Not all features are available for all cards. Also some features like b-frame support were promised for RDNA2 but still are not yet available.

Driver versions can make a difference. Always try using latest first, but if you experience issues using VCE it may not be using a new enough AMF version and need to downgrade to an older driver.

What do I use?

Personally I avoid re-encoding whenever possible. However, now that I do have an AMD GPU I do use it for any of my quick and dirty encoding needs. Though I would be saying the same about NVENC if I had a new Nvidia GPU (which does have B-frame support). In my opinion it’s simply not worth the time and energy investment for encoding with software. Either save the original or use a hardware encoder.

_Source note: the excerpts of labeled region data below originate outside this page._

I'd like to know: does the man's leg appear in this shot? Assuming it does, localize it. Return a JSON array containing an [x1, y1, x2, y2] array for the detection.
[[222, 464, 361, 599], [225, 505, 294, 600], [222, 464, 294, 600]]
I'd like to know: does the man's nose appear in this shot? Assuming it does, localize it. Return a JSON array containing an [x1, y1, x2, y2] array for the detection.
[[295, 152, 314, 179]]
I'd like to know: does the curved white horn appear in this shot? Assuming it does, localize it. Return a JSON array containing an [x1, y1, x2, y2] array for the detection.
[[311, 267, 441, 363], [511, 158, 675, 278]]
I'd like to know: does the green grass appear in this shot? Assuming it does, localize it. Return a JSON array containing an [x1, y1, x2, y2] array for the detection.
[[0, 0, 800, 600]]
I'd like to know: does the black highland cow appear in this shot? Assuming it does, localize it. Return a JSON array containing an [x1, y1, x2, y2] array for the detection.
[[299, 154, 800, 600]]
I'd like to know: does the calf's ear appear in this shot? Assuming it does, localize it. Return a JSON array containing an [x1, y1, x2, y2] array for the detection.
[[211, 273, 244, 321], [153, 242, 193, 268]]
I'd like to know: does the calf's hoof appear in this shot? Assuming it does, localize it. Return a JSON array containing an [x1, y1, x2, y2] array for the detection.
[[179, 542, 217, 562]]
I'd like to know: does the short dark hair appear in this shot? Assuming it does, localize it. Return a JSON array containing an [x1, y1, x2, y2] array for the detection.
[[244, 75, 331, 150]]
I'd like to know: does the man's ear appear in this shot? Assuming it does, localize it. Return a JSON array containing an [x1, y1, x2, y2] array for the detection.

What about Nvidia (NVENC) or Intel (QSV)?

I am working to get access to latest generation hardware for both Nvidia’s NVENC and Intel’s QSV in the next month, so hopefully I will be able to create a follow up with some good head to head comparison. Historically NVENC has taken the crown, and by my research VCE hasn’t caught up yet, but who knows where QSV will end up!

Boring Details

  • x265 was used at commit 82786fccce10379be439243b6a776dc2f5918cb4 (2021-05-25) as part of FFmpeg
  • CPU is a i9-9900k
  • VCEEncC 6.13 on 6900xt with AMF Runtime 1.4.21 / SDK 1.4.21 using drivers 21.7.2

Disclaimer

These tests were done on my own hardware purchased myself. All conclusions are my own thoughts and opinions and in no way represent any company.